New nuclear projects are key to ensure plants due to be decommissioned by 2040 are replaced with sizable decarbonized capacity. As highlighted in the chart below, the European nuclear fleet is aging (the average reactor is 40 years old), which underscores the need for new builds to ensure that the share of firm and decarbonized power in the mix is not decreasing significantly. Commissioning of reactors over the past 30 years has been scarce in Europe (excluding Russia), which contrasts with the rest of the world, predominantly China, whose total nuclear power capacity is estimated to surge to above 110 GW from about 40 GW in 2010 (Transition Needs Will Energize China’s Nuclear Power Sector, S&P Global, April 22, 2022). For European new builds, we expect Western technology to be chosen (not of Chinese or Russian origin), including Korean technology. In France, European Pressurized Reactors (EPRs) dominate, which is a third-generation pressurized water reactor design, developed mainly by Framatome, now part of EDF.
In our costing exercise below, we focus on new large-scale reactors. Given the need to use a local supply chain for a substantial part of construction activities, much of the analysis could well apply to non-European constructors of Europe-located large reactors, e.g., Westinghouse’s projects in Poland (but not to SMRs, given the less mature stage of development, nor Hungary’s projects using Russian technology) and — at lower levels of construction costs — to the Korean-technology-based projects in the Czech Republic.

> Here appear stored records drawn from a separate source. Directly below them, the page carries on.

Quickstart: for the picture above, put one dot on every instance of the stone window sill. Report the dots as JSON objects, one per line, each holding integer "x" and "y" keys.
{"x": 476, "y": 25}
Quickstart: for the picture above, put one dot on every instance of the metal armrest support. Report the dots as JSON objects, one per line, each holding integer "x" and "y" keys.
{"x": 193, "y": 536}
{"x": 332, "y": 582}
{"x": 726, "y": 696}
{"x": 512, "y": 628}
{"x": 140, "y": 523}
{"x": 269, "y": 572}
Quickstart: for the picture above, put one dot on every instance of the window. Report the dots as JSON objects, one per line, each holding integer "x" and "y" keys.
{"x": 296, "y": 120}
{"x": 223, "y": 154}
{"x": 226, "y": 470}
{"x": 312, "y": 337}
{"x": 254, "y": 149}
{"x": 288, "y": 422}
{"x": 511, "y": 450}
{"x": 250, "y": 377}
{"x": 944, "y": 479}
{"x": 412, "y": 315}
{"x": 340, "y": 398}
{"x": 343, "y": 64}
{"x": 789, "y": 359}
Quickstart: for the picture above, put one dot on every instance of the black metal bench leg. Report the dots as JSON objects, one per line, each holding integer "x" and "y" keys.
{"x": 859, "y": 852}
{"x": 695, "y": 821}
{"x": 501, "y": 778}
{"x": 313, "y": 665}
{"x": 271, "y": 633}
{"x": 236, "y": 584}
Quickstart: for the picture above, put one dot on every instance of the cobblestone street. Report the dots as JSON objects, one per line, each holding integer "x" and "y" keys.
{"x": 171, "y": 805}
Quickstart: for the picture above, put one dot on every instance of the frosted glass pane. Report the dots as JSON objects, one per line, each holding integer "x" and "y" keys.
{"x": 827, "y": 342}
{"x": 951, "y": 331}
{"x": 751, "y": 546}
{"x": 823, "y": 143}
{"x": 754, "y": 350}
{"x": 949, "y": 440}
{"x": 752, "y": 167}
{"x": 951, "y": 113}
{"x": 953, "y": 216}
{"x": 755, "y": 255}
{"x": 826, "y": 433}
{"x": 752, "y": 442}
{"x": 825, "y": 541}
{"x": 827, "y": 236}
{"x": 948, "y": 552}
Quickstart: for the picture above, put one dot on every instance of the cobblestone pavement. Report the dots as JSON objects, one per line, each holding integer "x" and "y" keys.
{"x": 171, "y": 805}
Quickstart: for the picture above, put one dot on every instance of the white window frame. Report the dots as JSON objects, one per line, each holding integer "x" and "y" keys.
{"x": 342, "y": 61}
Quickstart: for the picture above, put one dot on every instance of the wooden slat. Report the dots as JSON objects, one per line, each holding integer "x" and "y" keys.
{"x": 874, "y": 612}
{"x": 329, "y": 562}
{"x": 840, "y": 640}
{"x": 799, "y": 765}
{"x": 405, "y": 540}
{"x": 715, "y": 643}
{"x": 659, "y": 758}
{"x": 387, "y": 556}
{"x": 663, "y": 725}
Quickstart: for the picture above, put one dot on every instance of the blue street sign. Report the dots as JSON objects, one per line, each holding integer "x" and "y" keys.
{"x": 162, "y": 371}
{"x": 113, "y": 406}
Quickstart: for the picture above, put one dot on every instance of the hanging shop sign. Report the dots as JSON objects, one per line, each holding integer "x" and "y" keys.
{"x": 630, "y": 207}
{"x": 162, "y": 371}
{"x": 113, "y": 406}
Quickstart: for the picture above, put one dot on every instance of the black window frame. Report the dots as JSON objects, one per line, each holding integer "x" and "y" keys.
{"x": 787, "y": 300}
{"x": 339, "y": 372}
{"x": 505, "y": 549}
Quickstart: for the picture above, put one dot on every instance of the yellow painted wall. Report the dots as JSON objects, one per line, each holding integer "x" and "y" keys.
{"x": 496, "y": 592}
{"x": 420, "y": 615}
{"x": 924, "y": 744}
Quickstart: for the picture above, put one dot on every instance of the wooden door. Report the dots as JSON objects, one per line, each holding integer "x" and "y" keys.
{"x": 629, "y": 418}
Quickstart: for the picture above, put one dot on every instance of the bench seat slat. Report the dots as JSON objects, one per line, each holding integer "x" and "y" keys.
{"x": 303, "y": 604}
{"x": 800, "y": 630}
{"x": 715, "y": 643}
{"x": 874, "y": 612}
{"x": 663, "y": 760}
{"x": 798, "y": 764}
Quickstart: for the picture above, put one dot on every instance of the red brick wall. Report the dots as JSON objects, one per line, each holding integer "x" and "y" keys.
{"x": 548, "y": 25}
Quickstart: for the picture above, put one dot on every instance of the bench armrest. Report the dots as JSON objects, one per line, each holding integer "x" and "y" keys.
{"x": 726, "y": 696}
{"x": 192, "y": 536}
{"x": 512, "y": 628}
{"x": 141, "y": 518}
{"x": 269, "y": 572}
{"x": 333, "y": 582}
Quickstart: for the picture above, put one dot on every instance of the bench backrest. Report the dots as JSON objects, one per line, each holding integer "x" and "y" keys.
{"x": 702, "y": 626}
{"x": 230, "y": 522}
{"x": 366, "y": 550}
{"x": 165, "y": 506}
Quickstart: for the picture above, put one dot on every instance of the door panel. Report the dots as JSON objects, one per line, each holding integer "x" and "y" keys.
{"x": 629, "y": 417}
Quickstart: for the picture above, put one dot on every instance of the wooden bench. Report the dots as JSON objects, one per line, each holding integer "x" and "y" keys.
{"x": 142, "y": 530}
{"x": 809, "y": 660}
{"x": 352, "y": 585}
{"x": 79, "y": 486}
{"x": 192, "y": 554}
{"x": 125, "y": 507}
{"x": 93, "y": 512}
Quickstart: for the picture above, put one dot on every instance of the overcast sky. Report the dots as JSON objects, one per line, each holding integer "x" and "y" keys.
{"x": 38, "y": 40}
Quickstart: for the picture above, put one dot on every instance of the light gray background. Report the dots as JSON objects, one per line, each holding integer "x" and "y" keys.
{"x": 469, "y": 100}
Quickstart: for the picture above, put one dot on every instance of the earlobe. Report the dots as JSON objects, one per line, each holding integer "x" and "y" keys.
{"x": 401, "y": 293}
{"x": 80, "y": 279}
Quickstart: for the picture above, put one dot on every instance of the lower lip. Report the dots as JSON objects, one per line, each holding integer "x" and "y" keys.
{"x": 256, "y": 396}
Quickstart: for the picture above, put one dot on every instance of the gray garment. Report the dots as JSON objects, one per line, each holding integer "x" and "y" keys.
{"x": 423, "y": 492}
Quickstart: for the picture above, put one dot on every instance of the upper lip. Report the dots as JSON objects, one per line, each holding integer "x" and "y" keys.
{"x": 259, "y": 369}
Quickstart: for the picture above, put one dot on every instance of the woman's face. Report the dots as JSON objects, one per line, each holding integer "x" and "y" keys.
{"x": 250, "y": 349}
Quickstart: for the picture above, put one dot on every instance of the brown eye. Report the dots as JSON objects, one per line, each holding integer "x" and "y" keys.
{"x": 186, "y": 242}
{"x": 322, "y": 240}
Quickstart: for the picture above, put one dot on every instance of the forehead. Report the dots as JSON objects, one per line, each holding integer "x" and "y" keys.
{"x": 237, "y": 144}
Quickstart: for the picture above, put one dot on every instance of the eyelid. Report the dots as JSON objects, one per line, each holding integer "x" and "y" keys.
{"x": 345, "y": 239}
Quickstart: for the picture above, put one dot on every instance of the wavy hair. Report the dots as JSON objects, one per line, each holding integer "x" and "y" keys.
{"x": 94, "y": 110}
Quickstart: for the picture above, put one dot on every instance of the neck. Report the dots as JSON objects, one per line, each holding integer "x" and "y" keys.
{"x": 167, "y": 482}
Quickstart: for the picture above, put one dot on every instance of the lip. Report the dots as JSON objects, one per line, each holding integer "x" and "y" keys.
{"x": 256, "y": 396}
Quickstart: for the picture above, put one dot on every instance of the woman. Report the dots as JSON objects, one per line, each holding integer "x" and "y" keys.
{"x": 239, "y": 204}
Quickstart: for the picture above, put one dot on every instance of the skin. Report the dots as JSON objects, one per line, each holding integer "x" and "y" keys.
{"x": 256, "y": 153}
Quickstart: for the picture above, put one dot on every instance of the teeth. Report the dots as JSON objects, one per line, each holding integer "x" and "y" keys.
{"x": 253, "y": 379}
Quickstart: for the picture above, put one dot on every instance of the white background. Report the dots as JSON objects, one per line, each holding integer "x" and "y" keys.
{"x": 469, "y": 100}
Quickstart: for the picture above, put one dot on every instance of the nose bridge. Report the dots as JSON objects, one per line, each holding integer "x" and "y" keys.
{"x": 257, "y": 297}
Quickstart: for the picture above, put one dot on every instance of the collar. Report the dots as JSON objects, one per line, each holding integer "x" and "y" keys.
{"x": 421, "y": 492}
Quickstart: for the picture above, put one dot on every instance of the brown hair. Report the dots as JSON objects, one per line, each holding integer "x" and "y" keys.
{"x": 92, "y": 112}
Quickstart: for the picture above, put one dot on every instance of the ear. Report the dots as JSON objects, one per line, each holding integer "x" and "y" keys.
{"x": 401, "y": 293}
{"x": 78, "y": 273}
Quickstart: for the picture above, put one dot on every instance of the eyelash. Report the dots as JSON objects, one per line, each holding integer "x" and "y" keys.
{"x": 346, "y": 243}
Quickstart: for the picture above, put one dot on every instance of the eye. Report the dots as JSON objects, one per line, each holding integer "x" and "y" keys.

In this report, we do not focus on lifetime extensions, which are indisputably cheaper than a new build, whose levelized cost of electricity (LCOE), even with mild assumptions, is probably at least three to four times French energy regulator CRE’s estimate of €30-€40 per MWh for EDF’s 12-year, approximately €68 billion “Grand Carénage” investment program. Reciprocally, one could embed in a new EPR LCOE the optional value of a future extension beyond the assumed lifetime — but most projects already target 60 years from the start (versus typically 40 years in the past), so that optional value beyond 60 years is very uncertain and at any rate stands so many years away (around 2090 for new construction starting now) that its net present value is relatively modest. We see lifetime extensions as supporting the related utilities’ credit quality only for existing reactors.
An interesting new chapter could be the recommissioning of recently decommissioned reactors, as is being considered for two in the US. This idea could be of interest in Belgium, as noted recently by system operator Elia in its 2036–2050 study, or in Spain as recently proposed for discussion by nuclear operators. In Germany, this would require such a significant policy change that we see recommissionings as remote.
We look at NNB costs in three steps:
(i) Start from the schedule of cumulative costs in nominal amounts, with particular attention to ancillary and/or expensed costs.
(ii) Bring them all to a common currency value (e.g., British pound (£) at 2024 value) by indexing the various years’ flows to inflation (e.g., £1 cashed out in 2015 represents £1.3 in 2024: £20151 = £20241.3).
(iii) Add real weighted average cost of capital (WACC) costs, since absent project cash generation during construction, the entire amount needs to be financed.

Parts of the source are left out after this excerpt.